Perhaps I’ll take a cue from Esther’s story and go skinny-dipping one day. The point is that my future is open, because I’m no longer willing to let other people tell me what to think and how to live. I'm not nothing without my faith. I'm still searching, and I don't believe there's anything wrong with that anymore.
What strikes me most about Paradise Recovered is the way in which a non-believer helps guide a Christian into freedom. I’m kind of jealous of these fictional characters. I think about how amazing it would have been to have not been alone for so long with my own recovery. To have had a friend who'd helped guide me to live so freely.

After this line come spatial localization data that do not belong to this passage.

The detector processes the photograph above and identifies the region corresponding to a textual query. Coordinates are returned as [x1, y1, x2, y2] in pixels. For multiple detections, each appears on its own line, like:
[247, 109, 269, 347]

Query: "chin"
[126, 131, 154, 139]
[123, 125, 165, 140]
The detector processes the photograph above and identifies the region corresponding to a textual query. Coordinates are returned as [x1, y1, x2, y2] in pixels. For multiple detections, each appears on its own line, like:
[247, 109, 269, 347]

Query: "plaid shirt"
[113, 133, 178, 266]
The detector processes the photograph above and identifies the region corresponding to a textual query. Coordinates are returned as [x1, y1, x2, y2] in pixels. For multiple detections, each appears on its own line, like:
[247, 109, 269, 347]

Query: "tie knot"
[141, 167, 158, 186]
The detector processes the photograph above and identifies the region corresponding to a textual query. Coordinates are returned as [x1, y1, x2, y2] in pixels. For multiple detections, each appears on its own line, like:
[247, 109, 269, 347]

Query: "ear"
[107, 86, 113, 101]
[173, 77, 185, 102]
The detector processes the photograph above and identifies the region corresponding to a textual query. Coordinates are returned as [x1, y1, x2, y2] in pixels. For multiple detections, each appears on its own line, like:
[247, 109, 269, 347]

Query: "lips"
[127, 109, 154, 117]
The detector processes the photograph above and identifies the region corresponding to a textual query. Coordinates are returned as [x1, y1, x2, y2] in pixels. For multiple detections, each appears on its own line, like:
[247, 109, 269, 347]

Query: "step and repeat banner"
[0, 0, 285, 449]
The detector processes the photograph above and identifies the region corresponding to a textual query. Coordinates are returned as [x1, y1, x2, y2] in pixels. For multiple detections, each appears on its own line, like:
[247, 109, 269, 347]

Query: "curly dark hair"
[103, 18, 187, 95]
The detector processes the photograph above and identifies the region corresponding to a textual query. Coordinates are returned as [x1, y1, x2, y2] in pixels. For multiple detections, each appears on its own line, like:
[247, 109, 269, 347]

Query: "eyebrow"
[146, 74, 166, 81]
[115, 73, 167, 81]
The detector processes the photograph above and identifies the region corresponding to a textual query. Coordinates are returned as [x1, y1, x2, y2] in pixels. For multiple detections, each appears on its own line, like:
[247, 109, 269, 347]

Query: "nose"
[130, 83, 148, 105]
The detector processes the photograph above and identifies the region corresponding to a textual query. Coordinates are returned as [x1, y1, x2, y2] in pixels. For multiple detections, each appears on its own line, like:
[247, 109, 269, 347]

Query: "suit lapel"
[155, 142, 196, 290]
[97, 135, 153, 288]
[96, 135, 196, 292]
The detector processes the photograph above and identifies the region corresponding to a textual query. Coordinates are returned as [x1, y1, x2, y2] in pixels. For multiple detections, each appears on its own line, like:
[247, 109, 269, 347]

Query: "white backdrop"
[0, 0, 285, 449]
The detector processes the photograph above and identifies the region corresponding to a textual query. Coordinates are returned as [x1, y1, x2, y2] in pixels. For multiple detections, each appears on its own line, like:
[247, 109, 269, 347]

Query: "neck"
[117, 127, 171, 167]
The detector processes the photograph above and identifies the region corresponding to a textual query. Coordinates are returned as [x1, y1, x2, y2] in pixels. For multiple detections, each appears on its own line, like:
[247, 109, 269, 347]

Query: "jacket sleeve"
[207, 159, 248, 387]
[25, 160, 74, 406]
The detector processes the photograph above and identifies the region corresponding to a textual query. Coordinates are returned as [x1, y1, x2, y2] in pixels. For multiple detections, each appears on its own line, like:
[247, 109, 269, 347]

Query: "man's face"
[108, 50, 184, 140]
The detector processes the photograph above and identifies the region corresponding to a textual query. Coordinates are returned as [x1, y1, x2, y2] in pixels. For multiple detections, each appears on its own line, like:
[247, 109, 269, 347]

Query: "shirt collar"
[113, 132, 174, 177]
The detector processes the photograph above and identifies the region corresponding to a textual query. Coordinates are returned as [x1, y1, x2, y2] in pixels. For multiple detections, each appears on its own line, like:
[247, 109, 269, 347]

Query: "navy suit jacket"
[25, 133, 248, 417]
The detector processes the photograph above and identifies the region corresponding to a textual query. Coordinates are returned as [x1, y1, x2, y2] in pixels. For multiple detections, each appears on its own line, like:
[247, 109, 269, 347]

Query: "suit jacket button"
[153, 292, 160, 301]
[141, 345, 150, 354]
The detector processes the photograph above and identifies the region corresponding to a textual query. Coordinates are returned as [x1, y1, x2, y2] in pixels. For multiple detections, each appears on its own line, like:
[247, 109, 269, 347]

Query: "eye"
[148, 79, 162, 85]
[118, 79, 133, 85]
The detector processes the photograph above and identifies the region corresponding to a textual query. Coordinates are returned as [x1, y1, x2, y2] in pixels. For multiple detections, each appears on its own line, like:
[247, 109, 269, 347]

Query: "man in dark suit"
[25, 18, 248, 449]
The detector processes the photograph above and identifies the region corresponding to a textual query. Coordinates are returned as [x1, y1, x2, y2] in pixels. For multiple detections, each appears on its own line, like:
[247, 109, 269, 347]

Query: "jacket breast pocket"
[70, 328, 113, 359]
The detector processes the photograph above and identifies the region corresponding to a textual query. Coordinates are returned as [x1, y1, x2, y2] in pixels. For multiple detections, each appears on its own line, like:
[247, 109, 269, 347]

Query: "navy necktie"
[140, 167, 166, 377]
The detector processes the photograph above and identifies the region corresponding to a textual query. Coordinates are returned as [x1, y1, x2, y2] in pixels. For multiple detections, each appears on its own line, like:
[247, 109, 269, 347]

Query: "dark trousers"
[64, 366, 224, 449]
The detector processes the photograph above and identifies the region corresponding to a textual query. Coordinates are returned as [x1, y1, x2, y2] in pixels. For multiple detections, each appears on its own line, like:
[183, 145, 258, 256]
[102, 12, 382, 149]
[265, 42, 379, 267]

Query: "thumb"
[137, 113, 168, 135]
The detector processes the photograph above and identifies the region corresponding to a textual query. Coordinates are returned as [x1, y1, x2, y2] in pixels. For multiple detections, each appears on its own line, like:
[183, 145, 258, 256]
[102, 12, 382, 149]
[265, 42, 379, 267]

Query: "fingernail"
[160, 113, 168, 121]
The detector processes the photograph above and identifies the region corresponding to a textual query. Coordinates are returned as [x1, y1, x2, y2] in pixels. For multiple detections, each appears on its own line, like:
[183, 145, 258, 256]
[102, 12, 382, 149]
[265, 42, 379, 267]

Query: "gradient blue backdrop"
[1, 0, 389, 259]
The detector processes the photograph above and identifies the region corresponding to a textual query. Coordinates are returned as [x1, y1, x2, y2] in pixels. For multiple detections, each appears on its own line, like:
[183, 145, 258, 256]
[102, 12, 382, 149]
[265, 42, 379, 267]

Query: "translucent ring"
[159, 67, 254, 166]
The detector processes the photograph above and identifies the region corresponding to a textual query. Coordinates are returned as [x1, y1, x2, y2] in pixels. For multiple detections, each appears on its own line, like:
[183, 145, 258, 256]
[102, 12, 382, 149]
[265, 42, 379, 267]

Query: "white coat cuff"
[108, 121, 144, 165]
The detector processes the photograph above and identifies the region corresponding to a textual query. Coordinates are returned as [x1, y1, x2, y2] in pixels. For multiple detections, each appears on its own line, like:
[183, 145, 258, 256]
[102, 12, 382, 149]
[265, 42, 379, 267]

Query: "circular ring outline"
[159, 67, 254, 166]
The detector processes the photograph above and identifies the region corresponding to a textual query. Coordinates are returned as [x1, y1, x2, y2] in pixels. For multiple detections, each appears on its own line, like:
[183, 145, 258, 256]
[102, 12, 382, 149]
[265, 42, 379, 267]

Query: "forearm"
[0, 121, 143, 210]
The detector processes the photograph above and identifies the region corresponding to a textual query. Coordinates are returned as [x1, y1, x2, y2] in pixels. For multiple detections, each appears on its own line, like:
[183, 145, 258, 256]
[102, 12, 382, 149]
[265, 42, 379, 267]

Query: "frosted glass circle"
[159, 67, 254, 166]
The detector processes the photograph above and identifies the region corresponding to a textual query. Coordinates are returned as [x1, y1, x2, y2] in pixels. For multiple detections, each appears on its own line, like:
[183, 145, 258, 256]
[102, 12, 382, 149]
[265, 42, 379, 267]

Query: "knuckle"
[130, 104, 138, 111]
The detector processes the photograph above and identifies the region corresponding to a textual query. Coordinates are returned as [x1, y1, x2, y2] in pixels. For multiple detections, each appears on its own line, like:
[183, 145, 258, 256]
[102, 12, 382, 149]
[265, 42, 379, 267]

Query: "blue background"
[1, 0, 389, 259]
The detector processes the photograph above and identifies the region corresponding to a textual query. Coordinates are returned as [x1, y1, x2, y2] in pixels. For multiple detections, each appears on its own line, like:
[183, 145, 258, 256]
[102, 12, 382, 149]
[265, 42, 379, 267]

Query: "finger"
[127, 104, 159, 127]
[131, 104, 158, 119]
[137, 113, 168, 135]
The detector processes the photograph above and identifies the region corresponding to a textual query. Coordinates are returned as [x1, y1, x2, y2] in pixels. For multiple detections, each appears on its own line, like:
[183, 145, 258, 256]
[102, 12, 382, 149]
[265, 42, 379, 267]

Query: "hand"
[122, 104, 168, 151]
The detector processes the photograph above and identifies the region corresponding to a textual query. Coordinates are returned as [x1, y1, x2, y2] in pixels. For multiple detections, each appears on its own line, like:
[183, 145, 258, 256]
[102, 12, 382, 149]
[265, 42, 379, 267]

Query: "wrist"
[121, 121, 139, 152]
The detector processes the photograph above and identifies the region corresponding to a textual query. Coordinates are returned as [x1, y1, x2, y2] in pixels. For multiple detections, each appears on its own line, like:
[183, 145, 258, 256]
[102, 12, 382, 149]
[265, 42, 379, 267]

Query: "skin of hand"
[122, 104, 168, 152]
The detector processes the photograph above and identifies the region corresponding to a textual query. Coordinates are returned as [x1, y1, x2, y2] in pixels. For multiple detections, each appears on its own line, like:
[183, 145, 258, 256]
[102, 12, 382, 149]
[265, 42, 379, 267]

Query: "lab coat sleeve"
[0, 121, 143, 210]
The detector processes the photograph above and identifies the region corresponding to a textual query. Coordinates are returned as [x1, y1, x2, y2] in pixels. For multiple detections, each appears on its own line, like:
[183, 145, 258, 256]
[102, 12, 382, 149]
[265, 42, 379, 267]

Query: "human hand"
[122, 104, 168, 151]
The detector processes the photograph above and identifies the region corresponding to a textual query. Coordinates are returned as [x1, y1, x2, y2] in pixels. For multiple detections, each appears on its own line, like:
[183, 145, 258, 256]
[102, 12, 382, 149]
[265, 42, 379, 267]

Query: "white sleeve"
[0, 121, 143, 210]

I then consider the parable of The Good Samaritan and I ponder the roles that I have played, as well as my future part. Who do we want to be in the story? I’m not talking about labels of religious beliefs. I’m talking about action and love. Each person who has suffered abuse under the guise of godliness—all need healing and freedom, just like Teen Mania survivors. Will you stop for them? Will you inconvenience yourself to help set another person free?
Many offer help to the wounded, but do so with an agenda. They may seek to win a soul for the kingdom. They may confront a person with guilt or obligation and coercion. They may point out sin and faults, calling it love. Yet if God’s Love is pure Love, it must be is all about freedom. Free will. Free choice. Non-violence.
Real Love allows for questions, discussion and doubt. True Love does not seek to connive or convince or obtain a certain result beyond the act of loving.
Paradise Recovered demonstrates God’s Love as something not limited to those who call themselves Christian. Love is not owned by those who uphold the Teen Mania standard. And the Honor Academy leadership was not full of experts in the art of loving. The same goes for any religious group.
For religious cult survivors, that is a huge realization. Being able to see goodness and love in the secular world is a significant step to freedom.
My hope is that it is a part of your freedom as well.
And art? Art is something that can help bring healing and bridge the gaps across every religious divide. Which figures, because art is fundamental.